Une vidéo a été prise de ce face-à-face, et n’est pas avantageuse pour ce colonel français en uniforme, qui se décrit comme conseiller du chef d’état-major de l’armée de terre togolaise. Il lance sur un ton agressif :
« Tu sais qui je suis ? Je suis le conseiller du chef d’état-major de l’armée de terre. Tu veux que j’appelle le RCGP [Régiment des commandos de la garde présidentielle, ndlr] pour foutre un peu d’ordre là-dedans ? Alors, je demande d’enlever les photos. Est-ce que c’est compliqué ? »
Epaulé de gendarmes togolais casqués, matraque à la main, l’officier menace le journaliste, Didier Ledoux, bien connu au Togo, portant un gilet avec le mot « presse » écrit en énorme, fourni par les Nations unies. Il lui dit :
« Tu veux qu’on te donne un coup sur l’appareil ou quoi ? »
Un peu plus tard, face aux protestations du journaliste qui proteste qu’il fait son boulot, l’officier lui rétorque « je m’en fous », puis dis à l’un des gendarmes, sur un ton autoritaire : « Tu le mets en tôle ». (Voir la vidéo)
Sur le site du quotidien togolais d’opposition Liberté, auquel collabore Didier Ledoux, un journaliste relate l’incident, et pose une question :
« C’est curieux qu’un officier français formé en France, pays des droits de l’homme, menace de faire venir des éléments de la garde présidentielle pour régler un malentendu qui l’opposait à un journaliste qui ne faisait que son travail. »
L’ambassade de France au Togo a publié un communiqué, affirmant que le véhicule de l’officier, qui se trouvait « fortuitement » à proximité du rassemblement, a été pris à partie par des jets de pierres. Il ajoute :
« Après avoir signalé les faits au détachement de gendarmerie qui se trouvait à proximité, l’officier n’a pas souhaité qu’un photographe fasse une prise de vue. »
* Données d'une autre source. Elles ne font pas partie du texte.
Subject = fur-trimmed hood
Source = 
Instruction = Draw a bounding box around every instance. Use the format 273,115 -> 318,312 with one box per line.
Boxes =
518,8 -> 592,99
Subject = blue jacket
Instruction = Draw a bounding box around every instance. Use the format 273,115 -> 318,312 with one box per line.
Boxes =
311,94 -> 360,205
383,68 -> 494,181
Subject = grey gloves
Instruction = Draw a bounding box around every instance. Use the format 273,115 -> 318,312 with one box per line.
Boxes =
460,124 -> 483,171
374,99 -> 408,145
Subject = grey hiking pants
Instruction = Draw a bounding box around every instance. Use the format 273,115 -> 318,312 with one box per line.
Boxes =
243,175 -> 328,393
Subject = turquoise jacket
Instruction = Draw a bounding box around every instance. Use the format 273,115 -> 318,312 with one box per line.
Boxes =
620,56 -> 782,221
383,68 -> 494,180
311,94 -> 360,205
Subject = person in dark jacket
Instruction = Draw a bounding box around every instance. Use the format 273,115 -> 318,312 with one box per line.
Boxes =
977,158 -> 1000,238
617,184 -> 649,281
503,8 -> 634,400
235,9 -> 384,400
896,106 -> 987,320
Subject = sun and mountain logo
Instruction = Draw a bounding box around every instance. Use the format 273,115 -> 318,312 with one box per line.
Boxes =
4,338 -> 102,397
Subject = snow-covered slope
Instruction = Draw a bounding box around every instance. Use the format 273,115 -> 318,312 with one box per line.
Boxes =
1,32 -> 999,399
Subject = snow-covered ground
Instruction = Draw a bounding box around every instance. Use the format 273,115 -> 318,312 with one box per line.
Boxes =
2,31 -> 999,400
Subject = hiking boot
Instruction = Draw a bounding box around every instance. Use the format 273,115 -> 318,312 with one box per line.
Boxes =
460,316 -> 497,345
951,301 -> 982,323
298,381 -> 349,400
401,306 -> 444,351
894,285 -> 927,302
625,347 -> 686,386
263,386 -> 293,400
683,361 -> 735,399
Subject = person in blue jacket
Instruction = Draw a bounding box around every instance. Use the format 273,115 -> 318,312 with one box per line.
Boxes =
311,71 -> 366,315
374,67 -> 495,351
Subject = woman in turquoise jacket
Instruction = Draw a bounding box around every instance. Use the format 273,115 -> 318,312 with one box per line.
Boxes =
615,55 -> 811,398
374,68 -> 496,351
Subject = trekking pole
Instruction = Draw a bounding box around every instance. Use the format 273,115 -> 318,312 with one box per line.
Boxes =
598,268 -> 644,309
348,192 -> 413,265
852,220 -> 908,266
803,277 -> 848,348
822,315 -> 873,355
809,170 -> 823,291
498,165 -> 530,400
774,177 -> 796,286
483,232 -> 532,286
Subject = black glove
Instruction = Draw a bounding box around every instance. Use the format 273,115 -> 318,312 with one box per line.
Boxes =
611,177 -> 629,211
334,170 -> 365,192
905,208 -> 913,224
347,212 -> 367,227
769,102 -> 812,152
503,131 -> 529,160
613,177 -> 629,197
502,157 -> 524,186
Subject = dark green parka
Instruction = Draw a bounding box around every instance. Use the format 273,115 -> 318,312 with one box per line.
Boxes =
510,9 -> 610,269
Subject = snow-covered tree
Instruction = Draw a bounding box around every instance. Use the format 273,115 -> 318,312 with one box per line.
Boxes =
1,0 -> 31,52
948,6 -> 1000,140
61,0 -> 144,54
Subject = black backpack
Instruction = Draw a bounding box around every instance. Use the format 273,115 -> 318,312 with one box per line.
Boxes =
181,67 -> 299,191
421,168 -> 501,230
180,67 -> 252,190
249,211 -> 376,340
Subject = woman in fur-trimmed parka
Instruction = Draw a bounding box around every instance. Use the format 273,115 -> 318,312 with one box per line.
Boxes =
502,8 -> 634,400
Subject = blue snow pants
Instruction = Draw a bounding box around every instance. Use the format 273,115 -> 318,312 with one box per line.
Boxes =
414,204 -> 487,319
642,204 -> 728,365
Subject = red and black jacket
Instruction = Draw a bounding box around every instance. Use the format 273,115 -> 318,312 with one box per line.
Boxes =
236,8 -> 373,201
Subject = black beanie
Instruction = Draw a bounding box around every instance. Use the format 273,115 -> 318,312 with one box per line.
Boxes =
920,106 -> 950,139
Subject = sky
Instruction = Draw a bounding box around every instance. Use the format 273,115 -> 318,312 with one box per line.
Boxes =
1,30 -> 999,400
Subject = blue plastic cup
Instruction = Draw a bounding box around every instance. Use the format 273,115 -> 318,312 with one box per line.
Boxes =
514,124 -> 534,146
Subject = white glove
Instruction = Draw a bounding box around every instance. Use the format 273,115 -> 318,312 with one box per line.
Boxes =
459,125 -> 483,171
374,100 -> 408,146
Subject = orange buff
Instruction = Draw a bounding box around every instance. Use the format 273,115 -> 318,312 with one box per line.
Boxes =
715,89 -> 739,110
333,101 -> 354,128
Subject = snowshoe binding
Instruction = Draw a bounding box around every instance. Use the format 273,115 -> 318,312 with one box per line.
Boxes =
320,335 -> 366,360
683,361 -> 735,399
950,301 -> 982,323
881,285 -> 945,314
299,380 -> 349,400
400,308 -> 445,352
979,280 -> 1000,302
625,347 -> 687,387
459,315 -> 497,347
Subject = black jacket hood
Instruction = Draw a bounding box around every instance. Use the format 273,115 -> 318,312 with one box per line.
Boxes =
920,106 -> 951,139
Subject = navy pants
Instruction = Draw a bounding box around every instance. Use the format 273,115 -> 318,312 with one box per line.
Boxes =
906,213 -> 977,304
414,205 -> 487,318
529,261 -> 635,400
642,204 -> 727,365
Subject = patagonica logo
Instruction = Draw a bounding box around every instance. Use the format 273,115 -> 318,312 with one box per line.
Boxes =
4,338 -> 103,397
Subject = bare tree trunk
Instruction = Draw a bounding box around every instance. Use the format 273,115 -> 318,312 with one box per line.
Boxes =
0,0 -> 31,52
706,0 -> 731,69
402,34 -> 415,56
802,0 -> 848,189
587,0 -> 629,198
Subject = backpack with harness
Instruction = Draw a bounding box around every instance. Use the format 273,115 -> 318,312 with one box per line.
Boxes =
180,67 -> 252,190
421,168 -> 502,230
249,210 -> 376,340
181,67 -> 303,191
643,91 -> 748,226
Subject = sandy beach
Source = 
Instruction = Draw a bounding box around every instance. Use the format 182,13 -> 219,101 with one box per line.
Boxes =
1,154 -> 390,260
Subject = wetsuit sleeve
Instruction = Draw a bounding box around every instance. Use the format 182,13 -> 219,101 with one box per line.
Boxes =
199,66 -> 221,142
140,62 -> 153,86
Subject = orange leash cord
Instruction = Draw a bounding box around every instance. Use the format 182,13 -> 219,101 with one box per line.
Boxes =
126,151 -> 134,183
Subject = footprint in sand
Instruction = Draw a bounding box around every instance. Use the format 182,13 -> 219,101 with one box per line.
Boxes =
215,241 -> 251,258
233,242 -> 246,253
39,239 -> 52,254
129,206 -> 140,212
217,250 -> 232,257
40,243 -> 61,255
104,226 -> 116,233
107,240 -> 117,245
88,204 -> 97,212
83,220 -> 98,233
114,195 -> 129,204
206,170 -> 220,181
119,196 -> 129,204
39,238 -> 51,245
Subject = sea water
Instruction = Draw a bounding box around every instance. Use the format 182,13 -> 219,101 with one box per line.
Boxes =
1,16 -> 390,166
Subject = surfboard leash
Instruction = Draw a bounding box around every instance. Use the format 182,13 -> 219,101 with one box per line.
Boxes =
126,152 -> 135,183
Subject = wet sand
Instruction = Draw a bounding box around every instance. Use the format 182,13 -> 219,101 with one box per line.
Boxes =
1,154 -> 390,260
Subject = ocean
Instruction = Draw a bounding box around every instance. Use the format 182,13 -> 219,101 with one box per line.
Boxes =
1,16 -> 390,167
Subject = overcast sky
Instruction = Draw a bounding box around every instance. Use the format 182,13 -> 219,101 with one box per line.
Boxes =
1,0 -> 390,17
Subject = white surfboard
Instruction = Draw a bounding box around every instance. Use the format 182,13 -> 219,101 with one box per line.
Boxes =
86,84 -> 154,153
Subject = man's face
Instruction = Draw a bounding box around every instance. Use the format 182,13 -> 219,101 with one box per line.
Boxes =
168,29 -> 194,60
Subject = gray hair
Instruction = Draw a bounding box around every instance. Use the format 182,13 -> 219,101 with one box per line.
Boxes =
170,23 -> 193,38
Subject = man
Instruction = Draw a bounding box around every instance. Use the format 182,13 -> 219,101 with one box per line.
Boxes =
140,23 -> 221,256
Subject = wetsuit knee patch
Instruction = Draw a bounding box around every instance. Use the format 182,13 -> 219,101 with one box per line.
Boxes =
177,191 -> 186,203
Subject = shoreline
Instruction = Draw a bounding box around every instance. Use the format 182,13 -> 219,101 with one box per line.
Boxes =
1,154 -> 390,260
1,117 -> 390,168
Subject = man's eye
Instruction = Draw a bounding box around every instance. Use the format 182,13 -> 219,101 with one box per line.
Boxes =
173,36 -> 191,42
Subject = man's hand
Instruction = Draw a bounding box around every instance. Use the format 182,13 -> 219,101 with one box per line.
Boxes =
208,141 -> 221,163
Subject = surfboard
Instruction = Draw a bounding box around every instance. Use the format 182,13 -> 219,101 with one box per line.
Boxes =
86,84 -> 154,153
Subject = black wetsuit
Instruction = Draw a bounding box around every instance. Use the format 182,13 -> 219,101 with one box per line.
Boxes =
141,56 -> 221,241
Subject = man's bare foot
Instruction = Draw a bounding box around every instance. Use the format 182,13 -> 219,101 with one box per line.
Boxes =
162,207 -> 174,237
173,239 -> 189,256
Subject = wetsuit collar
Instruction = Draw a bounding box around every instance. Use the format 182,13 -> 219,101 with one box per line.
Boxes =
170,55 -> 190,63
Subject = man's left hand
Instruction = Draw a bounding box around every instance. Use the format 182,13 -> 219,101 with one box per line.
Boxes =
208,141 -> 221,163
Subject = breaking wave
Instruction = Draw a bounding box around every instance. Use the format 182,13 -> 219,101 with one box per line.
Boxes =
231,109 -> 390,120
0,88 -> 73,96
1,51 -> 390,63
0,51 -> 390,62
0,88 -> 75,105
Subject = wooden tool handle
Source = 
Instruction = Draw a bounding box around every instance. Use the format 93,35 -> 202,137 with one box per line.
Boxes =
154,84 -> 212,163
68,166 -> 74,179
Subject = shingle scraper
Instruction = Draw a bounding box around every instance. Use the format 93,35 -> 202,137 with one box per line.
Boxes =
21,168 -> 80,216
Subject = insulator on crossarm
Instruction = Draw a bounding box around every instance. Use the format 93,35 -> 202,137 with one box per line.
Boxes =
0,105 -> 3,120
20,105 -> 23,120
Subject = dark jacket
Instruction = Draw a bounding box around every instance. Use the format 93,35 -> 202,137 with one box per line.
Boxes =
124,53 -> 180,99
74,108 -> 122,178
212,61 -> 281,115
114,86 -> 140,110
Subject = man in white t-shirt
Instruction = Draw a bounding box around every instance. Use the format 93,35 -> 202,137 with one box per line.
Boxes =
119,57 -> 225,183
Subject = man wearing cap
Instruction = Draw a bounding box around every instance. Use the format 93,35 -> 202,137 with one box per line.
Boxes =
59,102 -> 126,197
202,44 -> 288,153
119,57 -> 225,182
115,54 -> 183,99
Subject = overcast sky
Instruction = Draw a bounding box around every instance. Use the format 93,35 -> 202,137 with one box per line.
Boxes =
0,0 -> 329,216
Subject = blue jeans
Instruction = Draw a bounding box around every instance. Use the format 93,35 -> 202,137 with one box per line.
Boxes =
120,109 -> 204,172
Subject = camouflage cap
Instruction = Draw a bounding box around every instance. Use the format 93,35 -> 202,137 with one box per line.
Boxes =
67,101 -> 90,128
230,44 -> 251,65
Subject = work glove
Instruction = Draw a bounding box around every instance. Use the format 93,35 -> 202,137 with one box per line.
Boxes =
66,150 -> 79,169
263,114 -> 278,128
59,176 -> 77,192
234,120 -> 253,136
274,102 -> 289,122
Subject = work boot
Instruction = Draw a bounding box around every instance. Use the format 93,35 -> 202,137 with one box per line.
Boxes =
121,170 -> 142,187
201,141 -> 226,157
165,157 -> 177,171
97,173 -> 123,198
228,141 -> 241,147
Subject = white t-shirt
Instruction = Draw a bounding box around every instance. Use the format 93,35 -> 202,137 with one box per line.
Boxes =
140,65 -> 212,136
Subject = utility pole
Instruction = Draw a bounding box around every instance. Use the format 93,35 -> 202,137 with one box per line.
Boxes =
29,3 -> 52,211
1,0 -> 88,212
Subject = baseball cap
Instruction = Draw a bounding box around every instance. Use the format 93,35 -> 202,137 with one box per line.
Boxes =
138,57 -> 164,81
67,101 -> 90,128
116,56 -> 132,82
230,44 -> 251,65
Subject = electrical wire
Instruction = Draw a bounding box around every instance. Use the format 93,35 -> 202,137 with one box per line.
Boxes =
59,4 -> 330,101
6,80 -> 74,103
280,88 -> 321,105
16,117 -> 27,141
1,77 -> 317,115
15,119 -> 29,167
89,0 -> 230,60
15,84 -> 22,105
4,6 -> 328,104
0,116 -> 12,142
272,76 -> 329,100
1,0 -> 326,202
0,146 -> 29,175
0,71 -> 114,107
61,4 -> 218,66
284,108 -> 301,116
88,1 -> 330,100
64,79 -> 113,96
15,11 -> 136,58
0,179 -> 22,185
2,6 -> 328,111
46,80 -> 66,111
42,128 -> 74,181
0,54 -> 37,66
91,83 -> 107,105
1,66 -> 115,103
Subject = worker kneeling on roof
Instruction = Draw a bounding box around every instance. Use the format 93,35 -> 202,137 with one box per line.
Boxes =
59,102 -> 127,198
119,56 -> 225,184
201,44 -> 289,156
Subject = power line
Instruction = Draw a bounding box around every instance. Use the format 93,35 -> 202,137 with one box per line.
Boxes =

Comme ces choses-là sont dites avec modération. Le problème est qu’aujourd’hui il y a la vidéo, il y a YouTube, et que l’on peut y voir un officier français en territoire conquis, arrogant (« Tu sais qui je suis » ? ) et menaçant (« Tu veux un coup sur l’appareil ? » ; « Tu le mets en tôle »), pour un incident de toute évidence mineur. Cinquante ans après les indépendances africaines célébrées en grande pompe cet été sur les Champs-Elysées, ça surprend…
A Paris, le ministère de la Défense nous a fait savoir qu’il ne « se reconnaissait pas » dans l’attitude et les déclarations de cet officier, « qui ne défend pas les valeurs qui sont les nôtres ». Le ministère indique que cet officier devra s’en expliquer avec le journaliste togolais. Bonne nouvelle.